Helping Journalism Make the Transition to Voice Assistant Channels

Google’s announcement arrives shortly after a new study called “The Future of Voice and Implication for News” published by the Reuters Institute for the Study of Journalism. Researcher Nic Newman conducted consumer surveys in the U.K. and U.S., consumer focus groups, in-home consumer interviews and individual interviews with media executives from 26 media organizations five countries. A key conclusion included:

“Despite the rapid growth and strong promotion of voice technology, news consumption on these devices is currently lower than might be expected, with most usage focusing on very short news briefings. Many users are unaware of the wider range of options around news, including how to access their favourite brand. Others are underwhelmed by existing content, which is mostly reversioned from radio or print.”

In addition, only 1% of consumers in the U.K. said that news was the most valued feature of their smart speaker. Even the category of creating memos and lists was selected by three-times more consumers as the most valuable feature while setting alarms and reminders was seven times more popular.

The new Google initiative could help drive news discovery on smart speakers and raise the level of importance consumers assign to the feature. You can hear an in-depth interview with Mr. Newman about his findings in Voicebot Podcast Episode 71.

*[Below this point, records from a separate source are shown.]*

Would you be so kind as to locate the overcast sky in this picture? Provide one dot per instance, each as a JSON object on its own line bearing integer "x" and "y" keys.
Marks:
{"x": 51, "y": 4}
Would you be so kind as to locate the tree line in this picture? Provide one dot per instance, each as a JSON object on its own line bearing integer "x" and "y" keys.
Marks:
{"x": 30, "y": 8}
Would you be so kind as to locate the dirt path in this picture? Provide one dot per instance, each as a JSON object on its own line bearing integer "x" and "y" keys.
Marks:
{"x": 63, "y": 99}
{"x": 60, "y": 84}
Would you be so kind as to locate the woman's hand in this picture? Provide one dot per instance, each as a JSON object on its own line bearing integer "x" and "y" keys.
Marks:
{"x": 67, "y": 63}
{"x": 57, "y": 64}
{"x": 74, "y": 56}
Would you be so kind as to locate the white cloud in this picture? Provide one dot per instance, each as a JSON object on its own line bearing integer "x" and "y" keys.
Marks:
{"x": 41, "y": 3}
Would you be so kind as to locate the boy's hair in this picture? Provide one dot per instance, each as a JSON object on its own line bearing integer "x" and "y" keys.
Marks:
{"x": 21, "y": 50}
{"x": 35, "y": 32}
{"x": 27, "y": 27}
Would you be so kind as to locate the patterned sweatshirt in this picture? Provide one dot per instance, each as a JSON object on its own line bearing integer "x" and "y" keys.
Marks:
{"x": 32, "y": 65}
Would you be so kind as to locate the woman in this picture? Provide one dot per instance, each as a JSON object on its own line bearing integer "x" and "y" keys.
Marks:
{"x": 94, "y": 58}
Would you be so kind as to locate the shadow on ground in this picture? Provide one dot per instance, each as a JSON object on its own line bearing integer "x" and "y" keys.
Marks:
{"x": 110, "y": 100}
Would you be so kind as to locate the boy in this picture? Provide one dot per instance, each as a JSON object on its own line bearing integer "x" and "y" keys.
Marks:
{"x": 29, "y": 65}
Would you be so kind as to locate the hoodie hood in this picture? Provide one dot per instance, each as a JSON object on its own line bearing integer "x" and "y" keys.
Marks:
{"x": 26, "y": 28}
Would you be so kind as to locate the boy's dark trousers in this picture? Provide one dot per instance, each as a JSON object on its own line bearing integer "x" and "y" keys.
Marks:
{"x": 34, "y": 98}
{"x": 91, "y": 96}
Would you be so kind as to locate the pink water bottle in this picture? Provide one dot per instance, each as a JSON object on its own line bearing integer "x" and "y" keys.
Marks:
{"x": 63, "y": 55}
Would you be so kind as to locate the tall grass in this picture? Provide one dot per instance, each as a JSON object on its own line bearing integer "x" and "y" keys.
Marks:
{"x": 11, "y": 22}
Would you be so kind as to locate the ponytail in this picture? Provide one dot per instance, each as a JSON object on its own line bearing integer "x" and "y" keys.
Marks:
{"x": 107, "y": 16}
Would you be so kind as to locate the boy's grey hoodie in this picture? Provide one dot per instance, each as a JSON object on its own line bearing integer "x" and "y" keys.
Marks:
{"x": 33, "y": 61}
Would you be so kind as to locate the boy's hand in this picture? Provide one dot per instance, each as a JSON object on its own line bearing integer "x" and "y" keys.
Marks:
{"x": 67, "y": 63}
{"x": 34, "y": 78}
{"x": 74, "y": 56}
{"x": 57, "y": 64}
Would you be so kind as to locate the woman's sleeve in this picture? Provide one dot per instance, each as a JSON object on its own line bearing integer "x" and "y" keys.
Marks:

Google News Initiative Funding Audio News Development

This past Spring, Google announced its plan for combating the spread of fake news, pledging $300 Million to clean up false news through the Google News Initiative. In addition to allowing news organizations to submit feeds for inclusion through the development of the open specification, the Google News Initiative announced participation in the development of audio news. The Google News Initiative provides funding to a number of news organizations, such as KQED and McClatchy, to support building out audio capabilities for the industry as a whole. Liz Gannes, Google Product Manager of News comments,

Audio journalism requires new capabilities and workflows for both print publishers and broadcasters, whether it’s adding a sound booth or segmenting larger broadcasts into shorter stories.

Audio News Brings More Responsibility to Google

Google is in a very unique position in relation to the curation of news, and they have come under fire in the past for allowing conspiracy theories and unreliable partisan sources to filter to the top of search results. Currently, the audio news AI is under beta, only partnered with reliable news sources and only available to certain users. However, as the use of this feature grows, it will be crucial for Google to carefully vet submitted audio news feeds. If Google is planning on personalizing audio news to users, it is easy to see how yet another platform can be manipulated to become just an echo chamber for users. This feature is new, and this certainly is not a concern yet. However, it is definitely something to monitor over time.